On MacOSX we use the actual BKPT instructions for ARM and Thumb that have the immediate values set correctly so the ARM BKPT works for Thumb as well:
static const uint8_t g_arm_breakpoint_opcode[] = { 0x70, 0xBE, 0x20, 0xE1 };
static const uint8_t g_thumb_breakpoint_opcode[] = { 0x70, 0xBE };
But, If these opcodes are what your kernel recognizes, you will want to use what the kernel expects.
I almost forgot the main reason that you really want to be using the BKPT instructions: the Thumb IT (if/then/else) instruction...
If you have thumb code that has a IF THEN THEN:
0x1000: <opcode> ITE<condition> 0x1002: 0xXXXXYYYY # THEN conditional 0x1006: 0xZZZZ # ELSE conditional
Where 0xXXXXYYYY is a 32 bit thumb instruction at address 0x1002 and 0xZZZZ is any 16 bit thumb instruction at address 0x1006. Now set a thumb breakpoint at 0x1002. This is what you code looks like now:
0x1000: <opcode> ITE<condition> 0x1002: 0xde01 # THEN conditional 0x1004: 0xYYYY # ELSE conditional if a completely incorrect 16 bit opcode that is half of the original 32 bit thumb instruction 0x1006: 0x1616 # NOT CONDITIONAL ANYMORE!!!
So you really don't want to be using anything but the BKPT instruction. Why? Because BKPT is special and it will ALWAYS stop even in a condition IT block when the condition doesn't match. So it stops you from hosing your code up like the second example shows.

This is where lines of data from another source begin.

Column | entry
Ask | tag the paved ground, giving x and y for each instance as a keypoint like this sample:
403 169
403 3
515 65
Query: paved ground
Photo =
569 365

This also means that LLDB will stop when it shouldn't, but fear not LLDB already has support for figuring out that is stopped at a condition that doesn't match and it will auto continue and "do the right thing".

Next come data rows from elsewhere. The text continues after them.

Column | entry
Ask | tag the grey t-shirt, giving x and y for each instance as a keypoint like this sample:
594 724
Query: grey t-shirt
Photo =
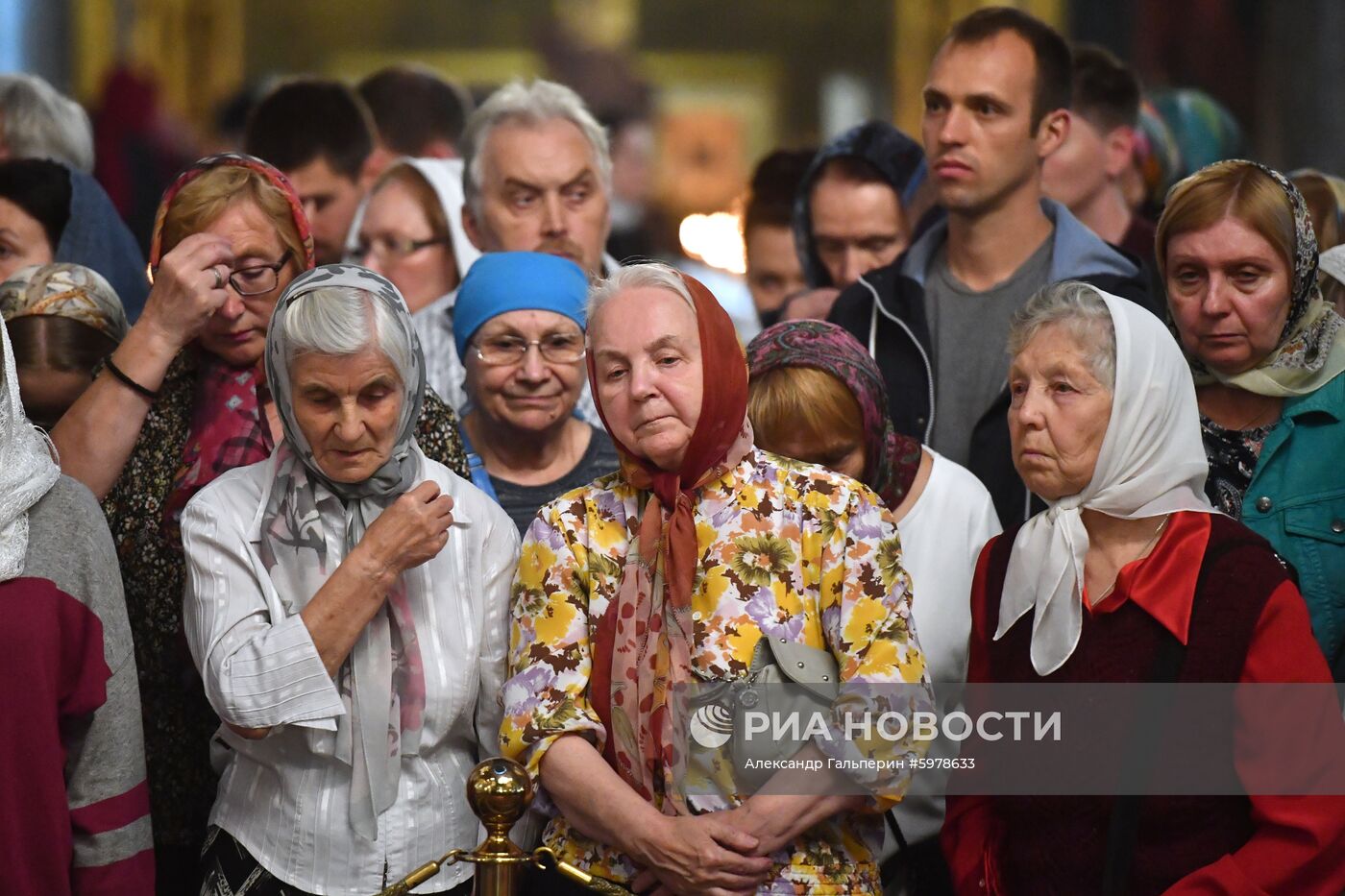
522 502
968 331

Thanks for the detailed explanation about the trap opcodes. I just copied over these opcodes from PlatformLinux but I plan to merge the two function to avoid the code duplication. I will investigate what type of opcode we can use for beakpoints on Linux (and Android) and update the code accordingly (most likely with an other CL).